With a total weight of only 21.25 tons, wheels of 3’0” diameter and a wheelbase of only 5’9” the Pug’s prime purpose was shunting duties on docksides and yards where their short wheelbase allowed them to negotiate any sidings or tight radius curved track. The Pugs were given running numbers in the L&YR build sequence, so preserved Pug number 68 later became LMS number 11218 and BR number 51218.
Of the 57 Pugs built, two were withdrawn in 1926 having never received LMS numbers, whilst a further seven were sold by the LMS to private owners between 1931 and 1937. Twenty three survived to work for British Railways with the last of the class being withdrawn in 1964. 
The Pugs had some unusual design features including dumb buffers, open cabs, protective covers over the slide bars and crossheads and a swivelling smoke hood to deflect the blast from the chimneys on some of the locos which operated in warehouses or areas with low headrooms.
Two Pugs survive today - Number 51218 had a varied working life ending up shedded at Preston by 1950, followed by spells at Monument Lane, Crewe South, Bank Hall, Widnes, Bristol Barrow Road, Swansea East Dock and Neath, from where she was withdrawn in 1964. 51218 went straight in to preservation and arrived at Haworth, on the KWVR in 1965 - their first preserved steam loco.
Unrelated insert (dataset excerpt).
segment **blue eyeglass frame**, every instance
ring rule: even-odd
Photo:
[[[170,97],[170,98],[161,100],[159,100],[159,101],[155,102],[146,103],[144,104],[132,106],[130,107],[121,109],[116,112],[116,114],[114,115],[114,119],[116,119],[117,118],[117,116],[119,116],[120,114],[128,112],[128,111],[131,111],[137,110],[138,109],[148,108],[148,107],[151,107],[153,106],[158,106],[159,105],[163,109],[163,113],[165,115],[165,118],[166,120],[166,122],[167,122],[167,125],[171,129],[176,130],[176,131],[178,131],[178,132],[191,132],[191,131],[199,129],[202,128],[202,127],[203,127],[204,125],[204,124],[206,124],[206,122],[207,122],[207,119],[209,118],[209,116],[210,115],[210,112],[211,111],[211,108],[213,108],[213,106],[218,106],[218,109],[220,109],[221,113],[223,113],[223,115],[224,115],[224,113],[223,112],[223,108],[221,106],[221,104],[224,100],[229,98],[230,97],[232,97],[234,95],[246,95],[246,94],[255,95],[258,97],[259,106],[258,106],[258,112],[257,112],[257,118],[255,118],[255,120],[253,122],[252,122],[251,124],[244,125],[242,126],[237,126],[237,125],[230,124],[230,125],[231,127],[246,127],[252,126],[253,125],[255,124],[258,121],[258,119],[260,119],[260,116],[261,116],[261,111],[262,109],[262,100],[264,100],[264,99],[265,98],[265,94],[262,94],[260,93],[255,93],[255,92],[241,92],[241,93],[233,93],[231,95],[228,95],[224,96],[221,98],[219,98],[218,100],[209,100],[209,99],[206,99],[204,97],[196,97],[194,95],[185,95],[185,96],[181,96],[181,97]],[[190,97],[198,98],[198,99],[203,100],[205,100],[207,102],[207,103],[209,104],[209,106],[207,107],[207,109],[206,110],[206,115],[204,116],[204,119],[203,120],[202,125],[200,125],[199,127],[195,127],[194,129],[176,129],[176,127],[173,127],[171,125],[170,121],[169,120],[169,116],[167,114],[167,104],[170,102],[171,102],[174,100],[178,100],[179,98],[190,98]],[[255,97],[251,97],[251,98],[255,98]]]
Retubed in 1974 for the Stockton and Darlington parade, 51218 celebrated her 75th anniversary in steam in1976. Thereafter the loco fell into disuse. An appeal was launched in 1996 to overhaul the loco in time for her centenary in 2001. In fact, this appeal was so successful that the loco was overhauled by contractors and returned to steam in 1997. The loco has since operated on the KWVR, the East Lancs Railway, Southport Steam Centre, Cheddleton, Bristol Harbour, and the Middleton Railway. 51218 regularly runs on the KWVR, where she has made a nice niche as “Percy” from the “Thomas” stories. 51218 has been invited to attend the Shildon event in August 2000.
The other survivor, number 19, has had a very different life. Built in 1910, she became LMS number 11243, but was sold in 1931 to John Mowlem for use on a major contract at Southampton Docks where she was named ‘Bassett’. Four years later she was moved to London, was re-named ‘Prince’ and operated at the Charlton works of United Glass Bottle Manufacturers Ltd, whose site is now occupied by the Millennium Dome. Number 19 came into preservation in the late 1960s, being purchased by the L&YR Society at Haworth. She has been loaned as a static exhibit to Southport Steam Centre and is now on their new site at Preston Docks.